Randomized Least Squares Value Iteration itself is Joint Differentially Private
2026-06-01 • Machine Learning
Machine Learning
AI summaryⓘ
The authors study how to keep users' private data safe when using reinforcement learning (RL), especially in sensitive areas like healthcare. They focus on a method called Randomized Least Squares Value Iteration (RLSVI), which uses randomness to explore different actions. They found that the same randomness used for exploration also helps protect privacy by adding noise, leading to a formal privacy guarantee called joint differential privacy. Their work provides a clear formula showing how much privacy protection RLSVI offers based on the problem's size and duration.

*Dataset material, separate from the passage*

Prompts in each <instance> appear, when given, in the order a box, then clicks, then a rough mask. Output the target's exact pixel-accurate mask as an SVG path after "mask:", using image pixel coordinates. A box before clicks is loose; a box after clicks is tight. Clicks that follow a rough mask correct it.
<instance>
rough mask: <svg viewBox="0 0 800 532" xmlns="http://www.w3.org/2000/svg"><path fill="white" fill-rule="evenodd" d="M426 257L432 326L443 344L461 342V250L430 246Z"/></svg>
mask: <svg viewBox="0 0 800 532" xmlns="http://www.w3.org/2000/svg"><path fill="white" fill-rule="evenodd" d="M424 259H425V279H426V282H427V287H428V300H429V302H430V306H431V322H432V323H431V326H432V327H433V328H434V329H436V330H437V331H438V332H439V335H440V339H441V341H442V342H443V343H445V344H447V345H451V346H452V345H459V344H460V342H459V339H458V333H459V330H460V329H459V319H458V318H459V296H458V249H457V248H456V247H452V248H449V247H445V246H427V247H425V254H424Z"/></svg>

Reinforcement LearningRandomized ExplorationRandomized Least Squares Value Iteration (RLSVI)Joint Differential PrivacyTabular Markov Decision Process (MDP)Episodic SettingPrivacy MechanismsNoise InjectionPrivacy AnalysisDifferential Privacy
Authors
Haiyang Lu, Pratik Gajane, Shaojie Bai, Mohammad Sadegh Talebi
Abstract
As reinforcement learning (RL) increasingly applies to sensitive domains, such as health care and recommendation systems, privacy-preserving techniques have become essential to protect users' sensitive information. We investigate privacy-preserving RL under an episodic setting, focusing on algorithms based on randomized exploration, such as Randomized Least Squares Value Iteration (RLSVI). The overall goal is to study how randomized exploration interacts with the injected noise required by privacy mechanisms. In this work, we show a new privacy analysis that characterizes how the noise in RLSVI set for exploration simultaneously provides privacy protection. Specifically, we prove that RLSVI is $(\varepsilon(δ),δ)$-joint differentially private in tabular MDP as is with $\varepsilon(δ) = \frac{2AK}{H^2\log(2HSA)} + 2\sqrt{\frac{2AK\log(1/δ)}{H^2\log(2HSA)}}$, where $S$ and $A$ are the number of states and actions respectively, $H$ is the length of an episode and $K$ is the number of episodes.